Sem dados definitivos, como fica o reforço da prevenção e a oferta de cuidados à população, considerado essencial em períodos de maior fragilidade social? "Temos dados, só não temos todos os dados que desejaríamos. Em termos de prevenção, com dados mais fiáveis poderemos tornar a resposta mais direccionada, algo que hoje ainda não é possível", diz Álvaro Carvalho. Do lado académico, há pelo menos uma evidência para Portugal e Espanha que já foi, inclusive, objecto de uma carta aceite para publicação na revista médica "Lancet" em Agosto: nestes dois países não há evidência de que a subida do desemprego tenha aumentado os casos de suicídio, o que contesta alguns balanços que têm sido feitos sobre o impacto da crise económica na Europa, na saúde, que dá como certa equações como a de que por cada subida de 1% na taxa de desemprego existe um aumento de 0,79% nos suicídios.

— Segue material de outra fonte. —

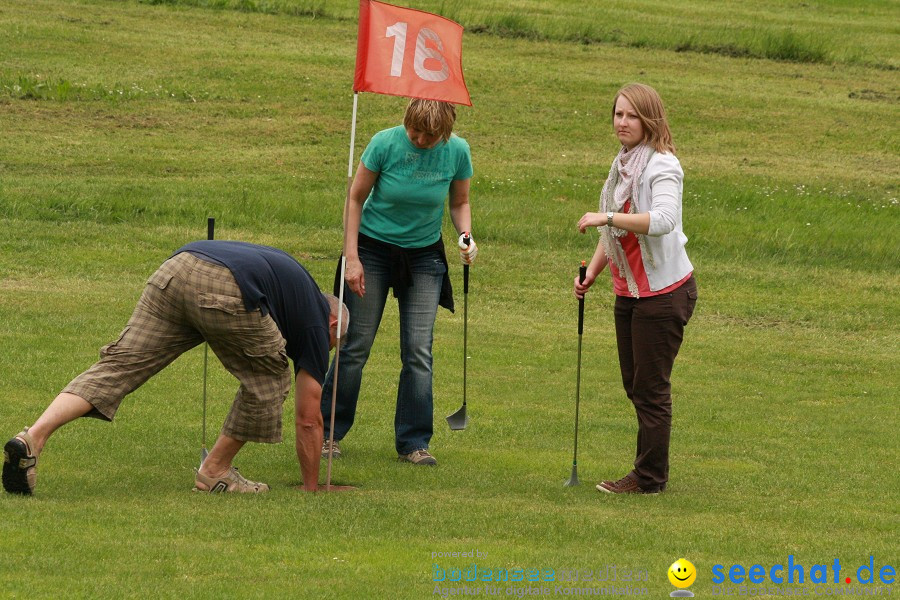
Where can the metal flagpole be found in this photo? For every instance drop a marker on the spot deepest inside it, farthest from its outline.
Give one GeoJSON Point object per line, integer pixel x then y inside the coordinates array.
{"type": "Point", "coordinates": [337, 354]}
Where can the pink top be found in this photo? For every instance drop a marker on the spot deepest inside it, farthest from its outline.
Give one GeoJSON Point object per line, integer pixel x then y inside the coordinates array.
{"type": "Point", "coordinates": [632, 249]}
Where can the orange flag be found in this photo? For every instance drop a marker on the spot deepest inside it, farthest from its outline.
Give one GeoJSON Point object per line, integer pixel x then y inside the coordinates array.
{"type": "Point", "coordinates": [408, 52]}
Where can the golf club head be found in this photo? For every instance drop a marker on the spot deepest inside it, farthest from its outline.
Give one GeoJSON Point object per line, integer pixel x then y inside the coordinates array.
{"type": "Point", "coordinates": [573, 479]}
{"type": "Point", "coordinates": [458, 420]}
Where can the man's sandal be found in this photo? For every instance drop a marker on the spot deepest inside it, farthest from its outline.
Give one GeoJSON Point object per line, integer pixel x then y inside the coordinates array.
{"type": "Point", "coordinates": [231, 481]}
{"type": "Point", "coordinates": [19, 464]}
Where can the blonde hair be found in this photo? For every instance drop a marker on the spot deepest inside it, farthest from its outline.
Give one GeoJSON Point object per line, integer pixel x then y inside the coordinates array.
{"type": "Point", "coordinates": [651, 112]}
{"type": "Point", "coordinates": [333, 303]}
{"type": "Point", "coordinates": [431, 116]}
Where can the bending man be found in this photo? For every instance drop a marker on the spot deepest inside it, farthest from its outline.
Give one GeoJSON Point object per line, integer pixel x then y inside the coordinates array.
{"type": "Point", "coordinates": [256, 307]}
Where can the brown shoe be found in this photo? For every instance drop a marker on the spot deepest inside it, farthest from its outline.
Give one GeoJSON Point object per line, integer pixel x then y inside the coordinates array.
{"type": "Point", "coordinates": [20, 464]}
{"type": "Point", "coordinates": [626, 485]}
{"type": "Point", "coordinates": [231, 481]}
{"type": "Point", "coordinates": [418, 457]}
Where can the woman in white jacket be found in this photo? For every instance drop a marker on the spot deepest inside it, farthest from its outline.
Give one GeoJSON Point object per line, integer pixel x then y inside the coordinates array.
{"type": "Point", "coordinates": [641, 239]}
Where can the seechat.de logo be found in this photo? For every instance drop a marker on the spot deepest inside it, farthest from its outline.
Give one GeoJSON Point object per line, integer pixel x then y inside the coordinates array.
{"type": "Point", "coordinates": [794, 572]}
{"type": "Point", "coordinates": [682, 574]}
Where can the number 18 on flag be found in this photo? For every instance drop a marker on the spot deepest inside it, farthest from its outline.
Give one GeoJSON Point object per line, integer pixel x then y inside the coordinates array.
{"type": "Point", "coordinates": [407, 52]}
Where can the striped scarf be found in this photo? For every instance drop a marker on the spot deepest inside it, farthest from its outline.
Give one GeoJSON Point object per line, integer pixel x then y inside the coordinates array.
{"type": "Point", "coordinates": [623, 183]}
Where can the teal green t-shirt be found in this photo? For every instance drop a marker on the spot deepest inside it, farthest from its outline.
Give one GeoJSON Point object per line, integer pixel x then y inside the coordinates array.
{"type": "Point", "coordinates": [406, 205]}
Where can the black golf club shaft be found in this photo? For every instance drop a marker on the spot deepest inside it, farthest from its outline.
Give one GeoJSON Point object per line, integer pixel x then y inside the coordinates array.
{"type": "Point", "coordinates": [210, 234]}
{"type": "Point", "coordinates": [582, 273]}
{"type": "Point", "coordinates": [466, 241]}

Ricardo Gusmão e o economista Pedro Pita Barros, em conjunto com um colega espanhol, foram os autores da carta, na qual reflectiam análise de dados até 2011, os disponíveis para já, nos quais sugerem que os dois países poderão ter particularidades que devem ser tidas em conta na hora de preparar intervenções. Até Outubro, o INE divulgará dados sobre suicídios em 2012, que permitirão continuar a análise que os especialistas estão a fazer por região e tendo em conta a evolução do número de desempregados.